Bien souvent, c’est l’occasion qui fait le larron, comme pour Justine et Giovanni Passerini, qui ne cherchaient pas nécessairement à se développer, mais à qui on propose un local situé juste en face de leur restaurant et du Pastificio, leur boutique de pâtes. « Au restaurant, on dit toujours non, parce qu’on est complet », confie Justine qui est la mamma du lieu, ouvert il y a un an. « Chez Passerina, on dit toujours oui, même s’il n’y a pas de place ! J’ai réussi à installer huit personnes dans un couloir en mettant leurs affaires dans la cave. C’est ça qui m’amuse ! »

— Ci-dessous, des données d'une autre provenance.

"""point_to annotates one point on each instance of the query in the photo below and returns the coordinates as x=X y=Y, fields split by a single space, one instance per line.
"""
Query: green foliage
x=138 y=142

Cependant, hors de question pour les Passerini de se contenter de proposer de simples olives, une burrata avec un anchois dessus ou une planche de charcuterie, aussi bonne soit-elle. Tout chez eux est cuisiné, avec la rigueur qui caractérise Giovanni Passerini. La mise en place se fait le matin, dans la cuisine du restaurant, par le chef Gaetano Carpinelli, qui met aussi son savoir-faire dans la confection de pâtés en croûte, de pithiviers, de galantines ou de terrines.
Le soir venu, c’est un risotto ou une pasta qui s’improvise sous les yeux des clients. Un modèle qui décline une convivialité qu’on peut difficilement créer dans un restaurant. Il arrive même que la soirée se termine en bœuf, avec -Giovanni à la guitare.
« C’est certainement bien plus rentable que le restaurant, puisque bien moins staffé, admet Justine. Certains soirs, alors que nous ne sommes que trois, nous arrivons à faire les deux tiers du chiffre d’affaires du restaurant où ils sont dix. En revanche, ça reste une sortie qui est bien plus aléatoire. Un soir de match, un soir de grève ou de grand froid, c’est loin d’être plein, alors que le restaurant est quasiment toujours complet. Mais nous ne sommes pas dans une logique purement entrepreneuriale, nous avons à cœur d’accueillir nos clients de manière différente et de leur offrir du plaisir. »
Du plaisir et des expériences déclinées à l’envi, car ils sont de plus en plus nombreux à plancher sur l’apéro, qui n’est plus seulement l’antichambre du déjeuner ou du dîner.